A couple of years back, I spoke at a vendor dinner attended by a handful of higher education procurement executives and directors. At the event, I was relatively surprised at how unsophisticated most universities were -- especially in comparison to the private sector -- when it came to getting Spend Management religion. After all, I would suspect those in a position to give to their alma mater -- not to mention governments issuing grant money -- would be more inclined to write checks if they knew that their funds were stretched as far as academically possible. After the dinner, I wrote about these observations on Spend Matters, which did not endear me to the vendor (SciQuest) sponsoring the event, to the point where I’ve not spoken to them from a briefing standpoint since. This is too bad, of course, given the need for cost savings in higher education, especially in the current economy, and not to mention stories like this one from the NYT, which suggests Bain, a relatively unknown strategy firm in the procurement and supply chain sector, is winning deal after deal advising University CFOs and Presidents on where to cut costs, including procurement.
Now, don’t get me wrong. I think it’s great that universities would be inclined to seek any outside advice on how to save money.
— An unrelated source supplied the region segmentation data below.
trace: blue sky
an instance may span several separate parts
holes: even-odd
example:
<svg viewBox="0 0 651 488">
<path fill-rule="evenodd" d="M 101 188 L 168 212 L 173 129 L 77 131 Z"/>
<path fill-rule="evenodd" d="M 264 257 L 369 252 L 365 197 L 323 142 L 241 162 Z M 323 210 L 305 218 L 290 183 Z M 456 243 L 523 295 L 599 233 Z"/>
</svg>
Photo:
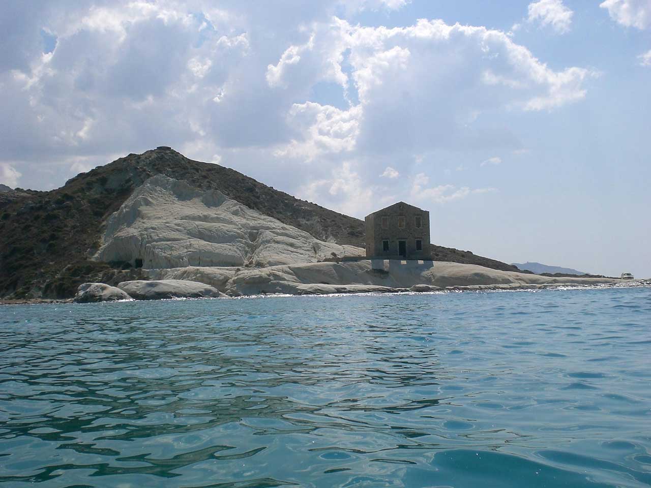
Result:
<svg viewBox="0 0 651 488">
<path fill-rule="evenodd" d="M 432 241 L 651 276 L 651 0 L 12 2 L 0 182 L 170 145 Z"/>
</svg>

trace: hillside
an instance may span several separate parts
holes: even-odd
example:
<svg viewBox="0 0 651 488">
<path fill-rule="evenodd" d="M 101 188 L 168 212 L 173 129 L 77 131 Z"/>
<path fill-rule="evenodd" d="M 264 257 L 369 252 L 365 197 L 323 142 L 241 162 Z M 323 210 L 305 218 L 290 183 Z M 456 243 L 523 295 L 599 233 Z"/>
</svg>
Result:
<svg viewBox="0 0 651 488">
<path fill-rule="evenodd" d="M 156 174 L 217 191 L 320 241 L 363 247 L 363 222 L 301 200 L 234 170 L 189 159 L 169 148 L 130 154 L 51 191 L 6 192 L 0 204 L 0 297 L 71 297 L 84 281 L 134 278 L 124 262 L 92 261 L 106 220 L 136 188 Z M 435 260 L 478 264 L 503 271 L 510 265 L 439 246 Z"/>
<path fill-rule="evenodd" d="M 542 264 L 540 263 L 533 263 L 527 262 L 526 263 L 512 263 L 514 266 L 518 267 L 522 270 L 527 270 L 534 273 L 536 275 L 541 275 L 543 273 L 547 273 L 550 275 L 561 273 L 562 275 L 586 275 L 587 273 L 583 271 L 577 271 L 569 267 L 561 267 L 561 266 L 550 266 L 548 264 Z"/>
</svg>

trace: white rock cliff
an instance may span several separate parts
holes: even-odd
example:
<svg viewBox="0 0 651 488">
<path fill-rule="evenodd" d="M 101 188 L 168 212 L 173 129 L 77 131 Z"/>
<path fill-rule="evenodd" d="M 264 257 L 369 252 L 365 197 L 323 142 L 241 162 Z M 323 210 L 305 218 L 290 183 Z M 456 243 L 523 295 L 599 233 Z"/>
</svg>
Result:
<svg viewBox="0 0 651 488">
<path fill-rule="evenodd" d="M 323 242 L 216 191 L 152 176 L 109 218 L 100 261 L 146 269 L 316 263 L 364 249 Z"/>
</svg>

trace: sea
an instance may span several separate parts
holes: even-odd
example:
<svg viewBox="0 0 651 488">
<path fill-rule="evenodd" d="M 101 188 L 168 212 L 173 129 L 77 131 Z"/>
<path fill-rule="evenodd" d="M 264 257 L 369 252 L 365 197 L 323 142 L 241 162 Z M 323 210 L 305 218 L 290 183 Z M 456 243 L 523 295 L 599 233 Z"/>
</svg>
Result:
<svg viewBox="0 0 651 488">
<path fill-rule="evenodd" d="M 0 306 L 0 485 L 648 487 L 651 288 Z"/>
</svg>

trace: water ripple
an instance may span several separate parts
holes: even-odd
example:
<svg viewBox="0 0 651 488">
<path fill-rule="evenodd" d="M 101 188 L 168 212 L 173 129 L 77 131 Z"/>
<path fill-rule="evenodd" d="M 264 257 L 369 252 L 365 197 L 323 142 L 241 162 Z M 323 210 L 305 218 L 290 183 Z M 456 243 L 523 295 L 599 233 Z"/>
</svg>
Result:
<svg viewBox="0 0 651 488">
<path fill-rule="evenodd" d="M 651 484 L 651 290 L 0 308 L 8 487 Z"/>
</svg>

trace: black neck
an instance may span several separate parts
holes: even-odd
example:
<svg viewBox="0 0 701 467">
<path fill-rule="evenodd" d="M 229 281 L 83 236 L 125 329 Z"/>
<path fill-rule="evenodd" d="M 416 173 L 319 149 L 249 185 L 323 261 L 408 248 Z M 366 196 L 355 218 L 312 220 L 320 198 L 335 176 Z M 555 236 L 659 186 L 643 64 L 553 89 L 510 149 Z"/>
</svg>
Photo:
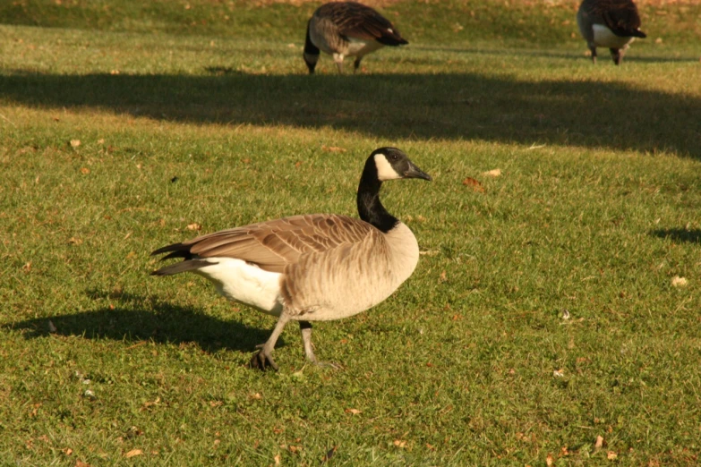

But I’m personally surprised that, given the importance of procurement to cost cutting and Bain’s relative inexperience in this area in comparison to firms like AT Kearney and even McKinsey, that they’d be the consultant of choice for higher education Spend Management in universities ranging from UNC to Cornell to Berkeley. Granted, it’s not rocket science to create a report like the one that suggested that at one university, “100 centers and institutes that [had] sprung up around the university, many with their own finance, information technology and human resources departments,” and that these silos needed a degree of centralized management or at least control. But when it comes to making both technology and sourcing recommendations, conducting make/buy analyses and looking at outsourcing to maximize implementable savings potential, there’s no way Bain would be tops on my list for this sort of thing. For example, do you think Bain has the expertise to maximize specific savings opportunities in such areas as print and facilities maintenance? I doubt it, in comparison to AT Kearney and other rivals.
Which begs the question: Why Bain? I suspect that, as with most consulting sales, existing and political relationships led the way, and in the case of university cost reduction -- an almost oxymoronic phrase throughout the history of higher education -- an uneducated customer is the best target for relationship-driven professional services sales, especially the abstract kind such as strategy consulting. But at the end of any 100-slide presentation featuring slick frameworks and recommendations, the time will come to implement as many of the suggested actions as possible (assuming they’re right in the first place). That's what I suspect will ultimately be the bane of any university that originally engaged Bain believing that a generalist strategy firm was the right ticket on a procurement train to the most possible implemented savings. This is precisely the argument William Busch opined on Spend Matters when the original NYT article came out.